Monday 30 November 2009

Another reason not to use PCT and Materializied views

PCT relies on being able to identify which partition a piece of data came from in the source table. Hence in any aggregates you have to 'group by ' the dbms__mview.marker(rowid). A side affect of this is that aggregates have to have the same paritioning regime as the data from which it is derived.

e.g.
if a daily aggregates table is partitioned weekly and you wish to roll it up into a yearly aggregates using materializied views and PCT then you will get 52 rows in the yearly aggregate, one for each weekly partition.
i.e. it is not a yearly aggregate

Friday 23 October 2009

create tables as - specify the column format

CREATE TABLE iab1
AS
SELECT CAST( NULL AS DATE) null_date
, CAST( NULL AS NUMBER(8) ) null_number
, CAST( NULL AS VARCHAR2(30) ) null_vchar
, CAST( dummy AS VARCHAR2(200) ) dummy_vchar
FROM dual

N.B. dummy is varchar2(1)

Wednesday 14 October 2009

compression and parallel

The parallel parameter allows queries against that table to ‘go parallel’.
I.e. execute different components of the query using separate processes and processors.
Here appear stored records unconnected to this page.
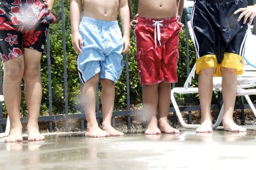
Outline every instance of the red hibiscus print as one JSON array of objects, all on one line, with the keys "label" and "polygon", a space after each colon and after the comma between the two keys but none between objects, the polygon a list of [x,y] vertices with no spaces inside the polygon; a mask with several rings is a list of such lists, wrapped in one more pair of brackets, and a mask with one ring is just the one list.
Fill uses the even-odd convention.
[{"label": "red hibiscus print", "polygon": [[0,9],[0,15],[4,15],[4,14],[5,14],[5,11],[1,9]]},{"label": "red hibiscus print", "polygon": [[45,34],[45,36],[47,36],[48,30],[48,29],[47,29],[46,28],[46,29],[45,31],[44,31],[44,34]]},{"label": "red hibiscus print", "polygon": [[13,5],[19,5],[20,6],[21,4],[21,0],[15,0],[15,2],[12,3]]},{"label": "red hibiscus print", "polygon": [[21,26],[19,28],[19,29],[18,30],[18,32],[21,32],[23,31],[23,29],[24,29],[24,27],[23,26]]},{"label": "red hibiscus print", "polygon": [[12,6],[11,7],[10,14],[13,17],[11,17],[12,22],[14,25],[20,25],[23,22],[23,17],[20,15],[20,9],[19,6]]},{"label": "red hibiscus print", "polygon": [[38,41],[38,36],[42,33],[41,31],[35,31],[35,29],[27,29],[25,31],[23,36],[23,44],[29,47]]},{"label": "red hibiscus print", "polygon": [[16,35],[12,35],[10,34],[7,34],[8,37],[5,38],[5,40],[6,42],[9,42],[9,44],[12,46],[13,44],[17,44],[18,41],[16,40],[17,39],[18,36]]},{"label": "red hibiscus print", "polygon": [[35,17],[40,20],[43,18],[49,12],[45,9],[45,5],[41,3],[39,0],[27,0],[27,3],[29,5],[27,9],[27,15],[28,17]]},{"label": "red hibiscus print", "polygon": [[0,17],[0,30],[15,30],[12,26],[12,22],[8,21],[4,17]]},{"label": "red hibiscus print", "polygon": [[1,58],[2,58],[3,61],[6,61],[8,60],[8,59],[7,58],[7,57],[6,57],[5,55],[4,55],[4,54],[2,54],[0,52],[0,55],[1,56]]},{"label": "red hibiscus print", "polygon": [[13,49],[13,51],[9,50],[10,53],[9,53],[9,58],[10,59],[14,57],[17,57],[22,54],[22,51],[18,48],[15,48]]}]

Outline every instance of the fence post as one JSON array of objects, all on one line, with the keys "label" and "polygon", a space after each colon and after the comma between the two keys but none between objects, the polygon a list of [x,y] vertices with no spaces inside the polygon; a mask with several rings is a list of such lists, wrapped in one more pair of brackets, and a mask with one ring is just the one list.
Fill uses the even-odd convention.
[{"label": "fence post", "polygon": [[128,119],[128,128],[131,129],[131,116],[130,116],[130,82],[129,80],[129,55],[128,52],[125,53],[125,70],[126,71],[126,93],[127,99],[127,110],[126,115]]},{"label": "fence post", "polygon": [[61,20],[62,22],[63,56],[64,61],[64,93],[65,96],[65,131],[68,131],[68,85],[67,76],[67,56],[66,51],[66,32],[65,30],[65,15],[64,11],[64,0],[61,0]]},{"label": "fence post", "polygon": [[50,45],[50,30],[48,30],[47,34],[47,66],[48,66],[48,89],[49,96],[49,129],[50,132],[53,131],[53,121],[52,121],[52,76],[51,75],[51,50]]}]

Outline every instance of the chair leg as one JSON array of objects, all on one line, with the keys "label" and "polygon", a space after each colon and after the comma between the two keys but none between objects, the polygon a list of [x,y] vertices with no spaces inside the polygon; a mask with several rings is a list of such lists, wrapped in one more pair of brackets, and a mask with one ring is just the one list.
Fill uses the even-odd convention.
[{"label": "chair leg", "polygon": [[254,107],[254,104],[253,104],[253,102],[252,102],[252,101],[250,99],[250,97],[248,95],[244,95],[244,96],[245,98],[245,99],[246,99],[246,101],[247,101],[247,102],[248,103],[250,107],[251,107],[251,109],[252,109],[252,111],[253,111],[254,116],[256,118],[256,109]]},{"label": "chair leg", "polygon": [[220,111],[219,111],[219,113],[218,114],[218,118],[217,118],[217,120],[216,120],[215,123],[214,123],[214,124],[213,125],[213,129],[216,129],[217,127],[218,127],[219,125],[219,124],[221,122],[221,120],[222,120],[222,116],[223,115],[223,104],[222,104],[221,108],[220,108]]},{"label": "chair leg", "polygon": [[5,128],[5,132],[0,134],[0,137],[3,137],[7,136],[10,134],[10,128],[11,125],[10,124],[10,119],[9,116],[7,117],[7,121],[6,122],[6,127]]}]

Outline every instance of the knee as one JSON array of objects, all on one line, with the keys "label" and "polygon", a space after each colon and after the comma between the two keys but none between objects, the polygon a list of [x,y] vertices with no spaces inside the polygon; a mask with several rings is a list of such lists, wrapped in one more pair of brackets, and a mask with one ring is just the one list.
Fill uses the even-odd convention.
[{"label": "knee", "polygon": [[207,77],[213,77],[216,71],[216,69],[214,68],[207,68],[200,70],[199,74]]},{"label": "knee", "polygon": [[106,79],[100,79],[100,83],[103,86],[115,86],[114,82],[112,80]]},{"label": "knee", "polygon": [[39,66],[29,66],[25,68],[24,71],[24,79],[33,79],[36,77],[39,77],[40,75],[40,65]]},{"label": "knee", "polygon": [[222,75],[236,75],[236,69],[231,68],[221,68],[221,74]]}]

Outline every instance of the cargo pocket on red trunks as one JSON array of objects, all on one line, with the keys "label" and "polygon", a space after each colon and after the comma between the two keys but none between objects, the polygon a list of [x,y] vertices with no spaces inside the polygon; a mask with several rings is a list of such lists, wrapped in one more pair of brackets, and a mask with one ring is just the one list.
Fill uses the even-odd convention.
[{"label": "cargo pocket on red trunks", "polygon": [[179,55],[179,53],[178,52],[178,46],[174,46],[174,53],[175,54],[175,56],[176,57],[176,61],[177,63],[178,62],[178,59]]},{"label": "cargo pocket on red trunks", "polygon": [[138,74],[139,77],[144,76],[144,69],[141,61],[143,56],[143,49],[138,49],[136,52],[136,60],[137,60],[137,63],[138,63]]}]

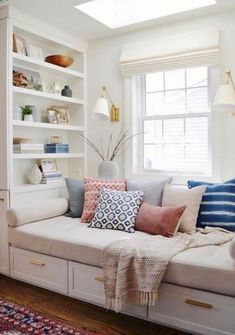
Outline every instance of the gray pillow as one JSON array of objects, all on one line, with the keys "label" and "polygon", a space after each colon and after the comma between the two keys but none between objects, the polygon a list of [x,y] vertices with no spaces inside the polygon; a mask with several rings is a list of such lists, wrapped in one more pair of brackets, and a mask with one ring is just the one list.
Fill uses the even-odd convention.
[{"label": "gray pillow", "polygon": [[84,183],[82,180],[65,178],[69,192],[69,209],[67,216],[80,218],[84,205]]},{"label": "gray pillow", "polygon": [[153,206],[161,206],[164,185],[165,183],[170,184],[171,182],[172,178],[170,177],[147,182],[127,179],[127,191],[143,190],[144,202]]}]

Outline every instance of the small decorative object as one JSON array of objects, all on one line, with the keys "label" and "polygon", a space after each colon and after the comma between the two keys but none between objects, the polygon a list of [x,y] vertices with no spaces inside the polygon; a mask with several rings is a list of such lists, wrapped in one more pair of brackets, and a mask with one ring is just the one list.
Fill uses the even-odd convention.
[{"label": "small decorative object", "polygon": [[21,106],[21,111],[22,111],[22,120],[23,121],[28,121],[28,122],[33,122],[33,108],[34,106],[32,105],[25,105]]},{"label": "small decorative object", "polygon": [[32,167],[31,171],[29,172],[28,179],[31,184],[40,184],[42,180],[42,172],[40,171],[37,164],[34,164],[34,166]]},{"label": "small decorative object", "polygon": [[61,144],[62,136],[51,136],[51,144]]},{"label": "small decorative object", "polygon": [[21,143],[30,143],[32,141],[31,138],[27,137],[14,137],[13,144],[21,144]]},{"label": "small decorative object", "polygon": [[29,57],[34,59],[43,60],[42,49],[36,45],[28,44],[27,45],[27,54]]},{"label": "small decorative object", "polygon": [[70,122],[70,114],[67,107],[52,106],[52,109],[56,112],[57,123],[68,124]]},{"label": "small decorative object", "polygon": [[97,155],[102,159],[102,162],[100,163],[98,168],[99,177],[115,179],[118,177],[119,168],[118,165],[114,162],[114,159],[127,150],[128,145],[130,144],[133,137],[140,134],[141,133],[129,136],[127,131],[121,130],[115,142],[113,140],[113,134],[111,134],[109,136],[106,150],[103,147],[102,138],[100,140],[101,148],[99,149],[97,145],[89,140],[85,135],[80,134],[80,136],[84,139],[85,143],[87,143],[89,147],[94,150]]},{"label": "small decorative object", "polygon": [[28,86],[28,79],[23,73],[13,70],[13,85],[25,88]]},{"label": "small decorative object", "polygon": [[98,175],[100,178],[117,179],[119,177],[119,166],[113,161],[104,161],[99,164]]},{"label": "small decorative object", "polygon": [[27,56],[25,39],[19,35],[13,34],[13,51]]},{"label": "small decorative object", "polygon": [[47,113],[48,113],[48,122],[57,124],[58,121],[56,111],[54,109],[48,108]]},{"label": "small decorative object", "polygon": [[60,94],[61,87],[59,83],[51,82],[48,85],[48,92],[51,94]]},{"label": "small decorative object", "polygon": [[70,65],[73,64],[74,59],[72,57],[64,56],[64,55],[51,55],[51,56],[47,56],[45,58],[45,61],[47,63],[51,63],[51,64],[58,65],[61,67],[69,67]]},{"label": "small decorative object", "polygon": [[73,95],[73,92],[72,92],[71,88],[68,85],[65,85],[65,87],[61,91],[61,95],[63,95],[64,97],[71,98],[72,95]]},{"label": "small decorative object", "polygon": [[36,91],[42,91],[42,82],[39,72],[19,68],[16,66],[13,68],[13,85]]},{"label": "small decorative object", "polygon": [[[110,111],[108,107],[108,101],[105,96],[111,103]],[[96,100],[95,106],[92,110],[92,118],[102,121],[108,121],[109,118],[111,121],[120,121],[120,108],[113,103],[113,100],[111,99],[105,86],[102,88],[101,96]]]},{"label": "small decorative object", "polygon": [[57,165],[55,159],[41,159],[41,168],[42,172],[48,173],[48,172],[56,172],[57,171]]},{"label": "small decorative object", "polygon": [[46,144],[45,153],[48,154],[67,154],[69,153],[68,144]]}]

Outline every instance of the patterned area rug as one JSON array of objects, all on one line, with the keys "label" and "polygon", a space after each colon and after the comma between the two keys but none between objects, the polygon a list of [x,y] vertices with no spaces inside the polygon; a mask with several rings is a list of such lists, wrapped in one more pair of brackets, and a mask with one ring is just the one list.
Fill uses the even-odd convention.
[{"label": "patterned area rug", "polygon": [[23,306],[0,299],[1,335],[102,335],[86,329],[74,329],[39,315]]}]

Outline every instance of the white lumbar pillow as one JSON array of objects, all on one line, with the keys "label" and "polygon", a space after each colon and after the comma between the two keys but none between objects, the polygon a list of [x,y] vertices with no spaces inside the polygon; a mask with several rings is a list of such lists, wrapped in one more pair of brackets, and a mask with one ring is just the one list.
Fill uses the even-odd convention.
[{"label": "white lumbar pillow", "polygon": [[48,199],[38,204],[28,204],[24,207],[8,209],[6,218],[10,227],[21,226],[26,223],[46,220],[64,215],[68,210],[68,200],[65,198]]},{"label": "white lumbar pillow", "polygon": [[198,211],[206,186],[186,189],[166,184],[163,191],[162,207],[187,206],[181,218],[179,231],[193,234],[196,231]]},{"label": "white lumbar pillow", "polygon": [[232,256],[232,258],[235,261],[235,238],[232,240],[232,242],[230,244],[229,252],[230,252],[230,255]]}]

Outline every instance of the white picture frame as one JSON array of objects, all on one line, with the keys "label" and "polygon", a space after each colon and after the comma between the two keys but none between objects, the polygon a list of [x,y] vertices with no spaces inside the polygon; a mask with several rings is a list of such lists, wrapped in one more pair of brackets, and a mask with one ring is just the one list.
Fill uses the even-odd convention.
[{"label": "white picture frame", "polygon": [[38,59],[43,61],[43,51],[40,47],[33,45],[33,44],[28,44],[27,45],[27,53],[28,56],[34,59]]}]

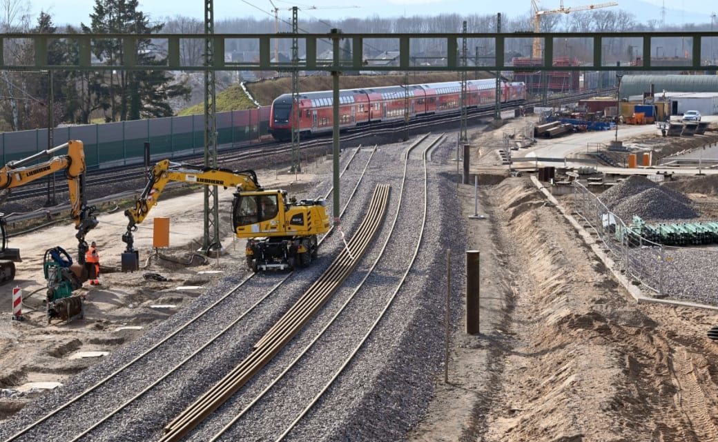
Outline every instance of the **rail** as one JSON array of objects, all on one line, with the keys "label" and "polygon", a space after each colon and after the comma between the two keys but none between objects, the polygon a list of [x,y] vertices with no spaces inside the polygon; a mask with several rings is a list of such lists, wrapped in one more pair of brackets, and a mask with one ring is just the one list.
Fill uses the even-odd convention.
[{"label": "rail", "polygon": [[[357,148],[356,149],[355,149],[354,154],[352,155],[351,157],[350,157],[349,160],[347,161],[346,164],[345,165],[344,168],[342,169],[341,174],[343,175],[343,174],[347,170],[348,170],[348,169],[350,167],[350,165],[353,162],[353,161],[356,158],[357,154],[360,151],[360,149],[361,149],[361,146],[360,146],[360,147]],[[371,158],[372,158],[373,155],[373,150],[372,154],[370,155],[370,157],[369,157],[368,160],[367,161],[367,166],[370,162]],[[365,166],[365,168],[364,168],[364,171],[365,171],[366,170],[367,166]],[[360,181],[362,179],[363,179],[363,176],[364,176],[364,173],[363,173],[361,174],[361,176],[359,177],[359,179],[358,179],[358,181]],[[355,189],[356,189],[356,187],[355,187]],[[327,192],[327,193],[325,196],[325,198],[328,197],[329,195],[331,194],[332,192],[333,192],[333,189],[330,189]],[[354,192],[353,192],[352,194],[348,198],[347,202],[345,204],[345,206],[343,207],[343,210],[341,212],[341,215],[343,215],[344,212],[347,210],[347,207],[348,207],[350,202],[351,202],[351,198],[353,197],[353,194],[354,194]],[[332,230],[333,230],[333,228],[334,227],[332,227]],[[325,240],[325,239],[326,239],[327,238],[328,238],[329,235],[331,232],[332,232],[332,230],[330,230],[330,232],[328,232],[327,233],[327,235],[325,235],[321,239],[320,243],[323,242]],[[186,357],[185,359],[184,359],[182,361],[181,361],[179,364],[177,364],[175,367],[174,367],[169,372],[167,372],[164,375],[162,375],[159,378],[158,378],[158,380],[157,380],[155,382],[154,382],[149,387],[145,388],[144,390],[143,390],[142,391],[141,391],[139,393],[134,395],[130,400],[129,400],[126,401],[124,403],[123,403],[121,406],[120,406],[120,407],[114,409],[113,411],[111,411],[111,413],[109,413],[108,415],[105,415],[100,420],[98,420],[98,421],[97,421],[97,422],[95,422],[94,423],[92,423],[92,424],[90,424],[90,423],[88,423],[88,425],[90,425],[90,426],[88,427],[88,428],[86,428],[78,436],[77,436],[76,437],[75,437],[73,439],[73,441],[78,441],[78,440],[80,439],[81,438],[84,437],[85,436],[86,436],[87,434],[88,434],[90,432],[91,432],[93,430],[94,430],[96,428],[98,428],[100,425],[101,425],[102,423],[103,423],[104,422],[106,422],[110,418],[111,418],[112,416],[113,416],[116,414],[117,414],[120,410],[121,410],[124,409],[125,408],[126,408],[126,406],[128,405],[129,405],[132,402],[134,402],[137,399],[139,399],[140,398],[141,398],[144,394],[146,394],[148,391],[149,391],[152,387],[154,387],[154,386],[157,385],[160,382],[162,382],[162,380],[165,379],[167,376],[169,376],[169,375],[171,375],[171,374],[174,373],[174,372],[176,372],[181,367],[183,367],[185,364],[187,364],[187,362],[188,362],[193,357],[195,357],[197,354],[200,354],[200,352],[201,352],[203,349],[205,349],[210,344],[211,344],[212,342],[213,342],[217,338],[218,338],[220,336],[222,336],[223,334],[224,334],[227,331],[228,331],[229,329],[230,329],[232,327],[236,326],[243,319],[244,319],[245,317],[246,317],[246,316],[250,312],[251,312],[252,311],[253,311],[258,306],[259,306],[261,304],[262,304],[265,300],[268,299],[269,297],[270,296],[270,295],[271,295],[273,293],[274,293],[274,291],[276,291],[276,289],[279,287],[280,287],[281,286],[281,284],[287,278],[289,278],[291,276],[292,274],[292,273],[287,273],[286,276],[284,276],[283,278],[281,278],[278,282],[276,282],[276,283],[275,283],[264,295],[258,296],[258,299],[253,304],[252,304],[247,310],[246,310],[245,311],[243,311],[241,314],[238,315],[238,317],[237,317],[237,319],[235,321],[233,321],[229,325],[228,325],[227,326],[225,326],[221,332],[220,332],[217,334],[214,335],[214,337],[212,339],[210,339],[210,341],[208,342],[205,344],[204,344],[203,346],[202,346],[200,349],[198,349],[197,351],[194,352],[191,355],[190,355],[187,357]],[[83,400],[84,398],[86,398],[93,392],[95,392],[95,390],[97,390],[101,387],[106,385],[109,381],[111,381],[111,380],[113,380],[115,377],[116,377],[121,373],[123,373],[123,372],[125,372],[126,370],[127,370],[127,369],[129,369],[129,368],[131,367],[134,366],[138,362],[142,360],[146,357],[147,357],[149,354],[152,354],[155,350],[157,350],[157,349],[160,348],[164,344],[171,344],[170,342],[171,341],[172,342],[174,342],[173,338],[174,338],[175,337],[178,337],[178,335],[180,333],[182,333],[182,332],[187,331],[188,329],[188,328],[190,327],[190,325],[192,325],[192,324],[197,322],[200,319],[205,317],[205,316],[208,312],[210,312],[210,311],[212,311],[213,309],[214,309],[215,307],[218,307],[218,306],[220,306],[220,304],[223,304],[225,301],[228,302],[228,303],[233,303],[233,295],[234,295],[235,293],[238,293],[238,291],[239,291],[240,290],[241,290],[243,288],[243,287],[255,276],[255,275],[256,274],[254,274],[254,273],[251,274],[249,276],[246,277],[242,281],[241,281],[240,283],[238,283],[238,284],[236,284],[236,286],[234,286],[230,290],[229,290],[225,294],[220,296],[215,302],[212,303],[210,306],[208,306],[205,309],[202,309],[200,313],[198,313],[197,315],[195,315],[194,317],[192,317],[190,320],[187,321],[184,324],[181,324],[177,329],[175,329],[172,333],[170,333],[167,336],[164,337],[164,338],[162,338],[162,339],[160,339],[159,341],[158,341],[157,343],[154,344],[149,348],[148,348],[147,349],[146,349],[144,352],[142,352],[140,354],[139,354],[138,356],[136,356],[134,358],[133,358],[131,361],[129,361],[129,362],[126,362],[126,364],[124,364],[122,366],[121,366],[118,369],[114,370],[111,374],[109,374],[107,376],[103,377],[98,382],[97,382],[96,383],[95,383],[93,385],[92,385],[91,387],[88,387],[87,389],[85,389],[85,390],[83,390],[83,392],[81,392],[79,395],[78,395],[77,396],[74,397],[71,400],[65,402],[64,404],[58,406],[57,408],[56,408],[53,409],[52,410],[50,411],[49,413],[46,413],[42,417],[41,417],[40,418],[36,420],[32,423],[26,425],[23,428],[22,428],[20,431],[19,431],[13,433],[12,436],[11,436],[9,438],[5,439],[4,441],[4,442],[12,442],[13,441],[15,441],[16,439],[17,439],[20,436],[22,436],[27,433],[28,432],[29,432],[30,431],[33,430],[34,428],[37,428],[39,425],[40,425],[43,423],[47,422],[48,420],[50,420],[50,422],[47,422],[47,424],[52,426],[52,425],[53,425],[52,422],[55,422],[55,420],[50,420],[52,418],[55,418],[55,417],[57,416],[58,414],[60,412],[62,412],[63,410],[67,410],[72,405],[73,405],[74,404],[77,403],[80,400]]]}]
As it suggests, the compress parameter allows data to be compressed.
For insert/update it only works with an 11g optional (cost) extra called advanced compression.
That said, in 10g and above, you can compress the data after it has been inserted using
‘alter table……compress…’
Compression saves a lot of I/O and hence makes many data warehouse queries much quicker.
There is a down side…
You have to rebuild bitmap indexes after converting a table/partition to be compressed
And ( I’ve just leant this today) compressed table are not supported under 10g for stand-by databases.
It does work with 11g.

On balance compression (I believe) is a really, really good thing.

Monday 20 July 2009

Two Table Update

UPDATE
(SELECT
dcl.*
FROM table1 reh,table2 dcl
WHERE reh.seq_no = dcl.seq_no )
SET col1 = 'N';

works fine as long as both tab1 and tab2 have unique indexes/constraints
In this case on seq_no

Wednesday 15 July 2009

Dynamic cursor for loop

OPEN item_cursor FOR stmt USING item_type_in;


http://blog.mclaughlinsoftware.com/2009/02/24/easier-way-than-nds/

Friday 17 April 2009

Flashback saved my life

To recover I used...

create table reh_temp
as
select *
from table1
AS OF TIMESTAMP (SYSTIMESTAMP - INTERVAL '60' MINUTE) where cs_date = to_date('22-mar-2009','dd-mon-yyyy')
;

I then did...

Insert into table1
Select * from reh_temp


My original cock up was...

Delete
from table1
where cs_date = to_date('22-mar-2009','dd-mon-yyyy');
COMMIT;

Thursday 5 March 2009

Oracle ODI

The Summary
===============
ODI….hmmmmmm……………..‘nuff said ….

The Detail
========
ODI is really good at

- Gluing the batch together – better than, say, Unix shell scripts
- Scheduling the batch
- Reporting on how the batch did
- Getting data from non-Oracle sources – although even here I would use other ‘Oracle’ methods were possible – e.g. heterogeneous services

Its not so good at
- Moving data from one Oracle source to another e.g. ‘live’ Oracle database to Oracle warehouse
- Checking that the results are correct
- Rerunning processes which different parameters (eg load the data from 20 days ago for this interface)
- The generation of scenarios (compiled code) means it is too easy to loose track of whether to designer version of the interface is the same as the as the scenario(compiled code) that is currently running in live.

Justification
=========

Hang on, moving data around is the one of the major functions of ODI. True.. but it is too simplistic. It will only do simple variations on ‘Get data from source table into staging table and from there to target table’. If you need to do anything more complex (for say performance reasons) you need to resort to either Jython or pl/sql . A good example is that a common method of adding data to large table is to create a table and then swap it with on of the target tables partitions.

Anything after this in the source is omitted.